The other key character, and a sort of authorial short-cut, is a photographer whose ability to capture people so completely leads to long text sections that take that initial emotion that's been captured and runs with it. It's not so much that the text gives away vital information, but rather it provides a powerful picture of each character's interior life. Some are major characters and others are minor, but the photographer's accounts give an unexpected level of insight to each character, be they a high schooler transfixed by art for the first time or a backhoe operator who's just trying to get to retirement age. Pedrosa went to this well a few times too many, as the text stopped the story's momentum hard each time he unveiled it, but at the same time, taking these photos and trying to find a purpose for them later was a key aspect of the character.
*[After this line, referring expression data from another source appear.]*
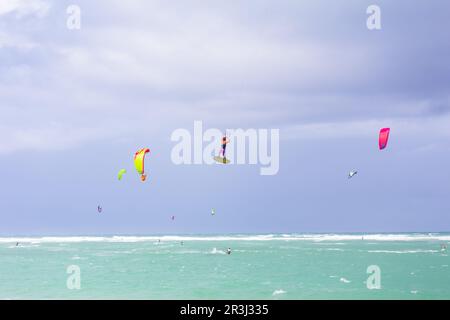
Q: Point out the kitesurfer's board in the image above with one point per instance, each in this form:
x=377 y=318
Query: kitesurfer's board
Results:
x=221 y=160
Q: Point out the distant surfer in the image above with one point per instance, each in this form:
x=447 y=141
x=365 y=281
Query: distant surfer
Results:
x=225 y=141
x=352 y=174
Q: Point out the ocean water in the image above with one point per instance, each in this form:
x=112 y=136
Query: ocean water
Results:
x=292 y=266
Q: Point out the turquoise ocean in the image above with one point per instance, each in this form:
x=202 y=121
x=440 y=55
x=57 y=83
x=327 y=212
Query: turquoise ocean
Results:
x=269 y=266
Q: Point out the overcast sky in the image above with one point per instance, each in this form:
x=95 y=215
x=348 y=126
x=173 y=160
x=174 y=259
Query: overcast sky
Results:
x=76 y=104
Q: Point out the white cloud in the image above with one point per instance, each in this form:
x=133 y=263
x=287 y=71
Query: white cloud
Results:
x=52 y=137
x=21 y=8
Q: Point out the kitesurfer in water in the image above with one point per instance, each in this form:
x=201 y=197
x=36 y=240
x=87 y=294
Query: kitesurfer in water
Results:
x=225 y=141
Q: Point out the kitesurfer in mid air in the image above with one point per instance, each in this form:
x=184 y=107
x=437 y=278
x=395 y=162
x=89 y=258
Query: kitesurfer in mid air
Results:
x=225 y=141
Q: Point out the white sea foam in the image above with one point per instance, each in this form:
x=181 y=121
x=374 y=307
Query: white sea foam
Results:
x=403 y=251
x=215 y=251
x=277 y=292
x=337 y=238
x=344 y=280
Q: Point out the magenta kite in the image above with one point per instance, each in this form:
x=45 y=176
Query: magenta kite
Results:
x=384 y=137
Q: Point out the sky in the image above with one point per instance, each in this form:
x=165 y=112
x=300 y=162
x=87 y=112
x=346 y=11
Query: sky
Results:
x=75 y=104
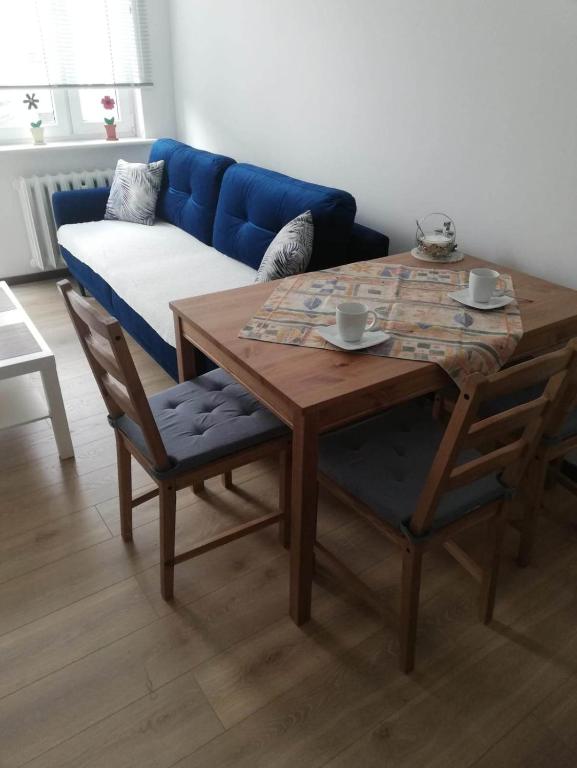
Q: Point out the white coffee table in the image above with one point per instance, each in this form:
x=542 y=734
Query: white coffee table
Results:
x=24 y=351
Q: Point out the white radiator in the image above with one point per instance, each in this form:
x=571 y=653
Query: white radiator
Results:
x=36 y=201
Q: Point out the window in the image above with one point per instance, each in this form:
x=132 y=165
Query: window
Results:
x=66 y=113
x=68 y=55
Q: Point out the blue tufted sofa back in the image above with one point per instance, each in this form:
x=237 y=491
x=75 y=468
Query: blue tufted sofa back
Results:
x=190 y=187
x=255 y=203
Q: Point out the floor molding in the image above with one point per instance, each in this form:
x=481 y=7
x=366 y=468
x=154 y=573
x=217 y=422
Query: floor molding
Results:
x=34 y=277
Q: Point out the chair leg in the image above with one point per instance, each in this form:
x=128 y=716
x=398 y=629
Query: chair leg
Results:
x=285 y=478
x=167 y=497
x=495 y=529
x=124 y=488
x=410 y=588
x=198 y=486
x=538 y=475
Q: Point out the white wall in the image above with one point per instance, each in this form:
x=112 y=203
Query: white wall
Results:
x=158 y=120
x=463 y=106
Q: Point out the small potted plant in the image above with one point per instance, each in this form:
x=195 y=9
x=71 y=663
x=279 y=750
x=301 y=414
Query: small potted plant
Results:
x=37 y=131
x=36 y=127
x=109 y=124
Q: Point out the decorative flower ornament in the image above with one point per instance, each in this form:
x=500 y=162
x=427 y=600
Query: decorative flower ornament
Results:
x=32 y=101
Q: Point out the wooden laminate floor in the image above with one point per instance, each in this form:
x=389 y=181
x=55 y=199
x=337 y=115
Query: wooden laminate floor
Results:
x=96 y=670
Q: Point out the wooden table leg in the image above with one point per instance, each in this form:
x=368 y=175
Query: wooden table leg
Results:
x=185 y=353
x=303 y=518
x=57 y=410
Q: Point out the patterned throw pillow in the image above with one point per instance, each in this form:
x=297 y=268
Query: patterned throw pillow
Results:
x=290 y=251
x=134 y=192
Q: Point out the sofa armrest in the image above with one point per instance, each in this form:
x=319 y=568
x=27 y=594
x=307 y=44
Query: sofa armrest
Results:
x=77 y=205
x=366 y=243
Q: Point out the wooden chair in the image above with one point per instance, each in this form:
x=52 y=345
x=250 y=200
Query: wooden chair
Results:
x=421 y=485
x=182 y=436
x=555 y=457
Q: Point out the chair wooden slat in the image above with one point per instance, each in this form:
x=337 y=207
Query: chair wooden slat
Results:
x=525 y=375
x=494 y=461
x=89 y=314
x=494 y=427
x=120 y=396
x=105 y=358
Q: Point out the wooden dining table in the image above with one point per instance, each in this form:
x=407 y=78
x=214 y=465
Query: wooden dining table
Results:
x=317 y=390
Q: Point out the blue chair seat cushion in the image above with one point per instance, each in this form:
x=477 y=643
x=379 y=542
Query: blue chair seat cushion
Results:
x=203 y=420
x=569 y=466
x=384 y=462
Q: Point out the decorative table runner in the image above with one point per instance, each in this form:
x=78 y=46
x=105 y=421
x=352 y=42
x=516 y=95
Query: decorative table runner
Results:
x=411 y=304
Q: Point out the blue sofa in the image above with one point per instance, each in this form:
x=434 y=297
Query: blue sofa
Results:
x=235 y=208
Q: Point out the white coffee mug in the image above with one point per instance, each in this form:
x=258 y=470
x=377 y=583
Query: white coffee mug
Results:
x=483 y=285
x=352 y=320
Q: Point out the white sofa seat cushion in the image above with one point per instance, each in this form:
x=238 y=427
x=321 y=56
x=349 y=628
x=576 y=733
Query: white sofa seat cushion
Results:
x=150 y=266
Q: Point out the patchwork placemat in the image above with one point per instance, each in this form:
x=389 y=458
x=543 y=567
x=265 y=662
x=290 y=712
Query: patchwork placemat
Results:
x=412 y=305
x=16 y=340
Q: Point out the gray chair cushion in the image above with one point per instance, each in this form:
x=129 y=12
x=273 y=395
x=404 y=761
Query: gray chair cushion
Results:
x=205 y=419
x=568 y=428
x=384 y=462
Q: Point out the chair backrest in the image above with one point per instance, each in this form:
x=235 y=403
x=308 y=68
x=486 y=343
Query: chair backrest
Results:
x=506 y=440
x=107 y=352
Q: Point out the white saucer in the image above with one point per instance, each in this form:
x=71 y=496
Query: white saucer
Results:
x=495 y=302
x=453 y=257
x=368 y=339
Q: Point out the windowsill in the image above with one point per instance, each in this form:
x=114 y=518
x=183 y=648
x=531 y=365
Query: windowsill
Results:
x=51 y=146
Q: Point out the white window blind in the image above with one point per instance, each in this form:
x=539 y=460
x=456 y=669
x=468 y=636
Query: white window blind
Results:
x=74 y=43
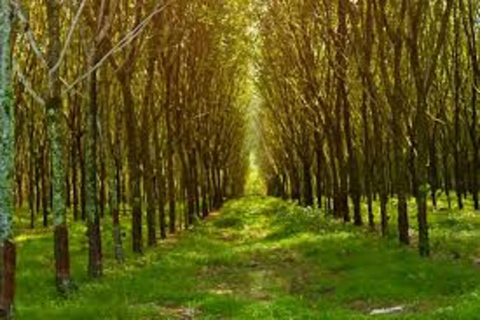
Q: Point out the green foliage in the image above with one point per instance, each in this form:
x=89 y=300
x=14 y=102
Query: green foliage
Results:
x=263 y=258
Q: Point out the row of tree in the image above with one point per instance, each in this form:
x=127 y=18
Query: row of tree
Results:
x=371 y=99
x=111 y=106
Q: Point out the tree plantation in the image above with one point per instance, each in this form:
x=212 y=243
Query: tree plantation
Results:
x=239 y=159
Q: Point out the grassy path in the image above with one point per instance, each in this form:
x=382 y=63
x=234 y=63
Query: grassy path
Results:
x=260 y=259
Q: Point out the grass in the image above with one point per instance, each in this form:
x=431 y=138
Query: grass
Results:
x=263 y=258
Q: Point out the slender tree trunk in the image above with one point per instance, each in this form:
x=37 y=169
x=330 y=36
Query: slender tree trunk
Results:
x=95 y=268
x=7 y=163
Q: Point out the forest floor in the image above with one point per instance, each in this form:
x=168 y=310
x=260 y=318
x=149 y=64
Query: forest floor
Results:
x=263 y=258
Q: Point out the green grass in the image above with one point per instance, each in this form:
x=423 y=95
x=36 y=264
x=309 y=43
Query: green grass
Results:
x=263 y=258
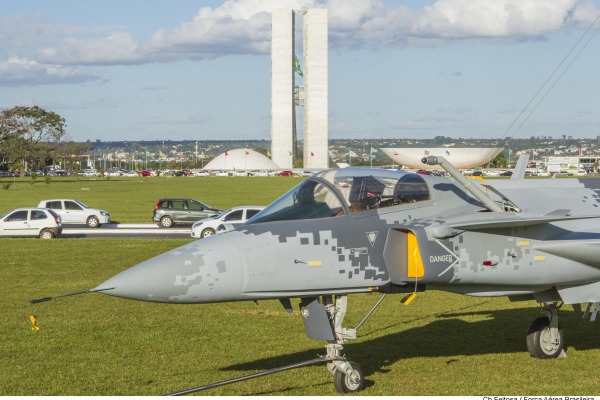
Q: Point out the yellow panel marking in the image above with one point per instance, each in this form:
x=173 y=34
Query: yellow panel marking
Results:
x=415 y=264
x=406 y=300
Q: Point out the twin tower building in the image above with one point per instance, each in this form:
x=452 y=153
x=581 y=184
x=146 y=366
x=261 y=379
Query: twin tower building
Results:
x=299 y=79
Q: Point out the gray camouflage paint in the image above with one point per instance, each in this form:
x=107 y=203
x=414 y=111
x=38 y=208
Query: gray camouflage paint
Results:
x=362 y=251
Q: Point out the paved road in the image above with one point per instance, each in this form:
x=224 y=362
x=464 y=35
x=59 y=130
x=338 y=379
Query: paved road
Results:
x=126 y=231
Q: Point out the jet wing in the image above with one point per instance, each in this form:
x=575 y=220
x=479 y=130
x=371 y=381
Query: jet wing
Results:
x=583 y=251
x=506 y=220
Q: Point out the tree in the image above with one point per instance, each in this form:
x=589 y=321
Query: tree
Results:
x=25 y=133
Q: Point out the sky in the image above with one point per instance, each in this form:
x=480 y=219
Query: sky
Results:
x=200 y=70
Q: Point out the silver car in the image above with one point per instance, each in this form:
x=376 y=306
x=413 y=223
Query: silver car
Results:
x=35 y=222
x=75 y=212
x=236 y=215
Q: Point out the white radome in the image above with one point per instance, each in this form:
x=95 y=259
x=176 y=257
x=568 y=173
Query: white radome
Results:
x=461 y=158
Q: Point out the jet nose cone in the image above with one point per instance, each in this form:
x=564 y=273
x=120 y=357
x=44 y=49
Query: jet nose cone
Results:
x=206 y=270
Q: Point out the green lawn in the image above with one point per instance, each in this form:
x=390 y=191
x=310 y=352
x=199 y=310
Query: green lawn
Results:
x=93 y=344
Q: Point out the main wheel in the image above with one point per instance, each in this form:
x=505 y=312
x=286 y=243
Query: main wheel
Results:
x=46 y=235
x=166 y=222
x=539 y=342
x=207 y=232
x=93 y=222
x=346 y=384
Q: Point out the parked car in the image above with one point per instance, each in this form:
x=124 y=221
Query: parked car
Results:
x=168 y=212
x=236 y=215
x=36 y=222
x=75 y=212
x=88 y=172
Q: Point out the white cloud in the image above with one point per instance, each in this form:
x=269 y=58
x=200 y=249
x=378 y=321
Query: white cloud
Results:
x=22 y=71
x=243 y=27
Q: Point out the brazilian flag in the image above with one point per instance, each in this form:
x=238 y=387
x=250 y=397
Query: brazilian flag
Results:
x=297 y=66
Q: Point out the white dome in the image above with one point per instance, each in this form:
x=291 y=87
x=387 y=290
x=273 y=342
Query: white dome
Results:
x=241 y=159
x=461 y=158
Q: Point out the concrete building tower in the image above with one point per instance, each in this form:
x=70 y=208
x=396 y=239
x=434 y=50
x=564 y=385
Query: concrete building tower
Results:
x=286 y=95
x=315 y=90
x=283 y=131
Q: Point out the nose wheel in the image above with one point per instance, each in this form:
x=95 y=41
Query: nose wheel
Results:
x=545 y=338
x=348 y=380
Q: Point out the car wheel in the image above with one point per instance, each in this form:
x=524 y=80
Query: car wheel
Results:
x=166 y=222
x=46 y=234
x=207 y=232
x=93 y=222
Pedrosa's figure work is very much like other European cartoonists: angular, clear-line and naturalistic with exaggerated features. Pedrosa isn't afraid to get good and scribbly at times, but it's his willingness to dip into different styles that makes this book so exquisitely beautiful. The sequences with the neolithic man are done in a Disneyesque style that reflects his experience in animation. Other sequences lean heavily on the seasonal aspect of the story with a single color wash per sequence, from dark browns to frozen blue to the pinks of dawn to the fiery orange of sunset. Despite this virtuoso use of color that modulates emotion, Pedrosa never loses track of his line, in part because the colors never oversaturate the page or distract from the narrative. They pop out at the reader but don't assault the reader, and even the brighter colors still retain a certain warmth that makes the scenes feel intimate instead of ostentatious. The character rewards and revelations in the book are in the form of small epiphanies rather than plot-changing twists, and the story is all the better for it. The characters don't necessarily arrive at answers as to their purpose and narratives, but they at least learn how to ask the right questions. This is a long book at 300 pages, but Pedrosa mostly keeps the book moving briskly thanks to his facility with dialogue, skill with visual pacing and genuine affection for his characters. Over the course of the book, the characters go from stasis to action in their own ways, and it's that moment of true self-examination and risk-taking that gives each of them the chance to advance.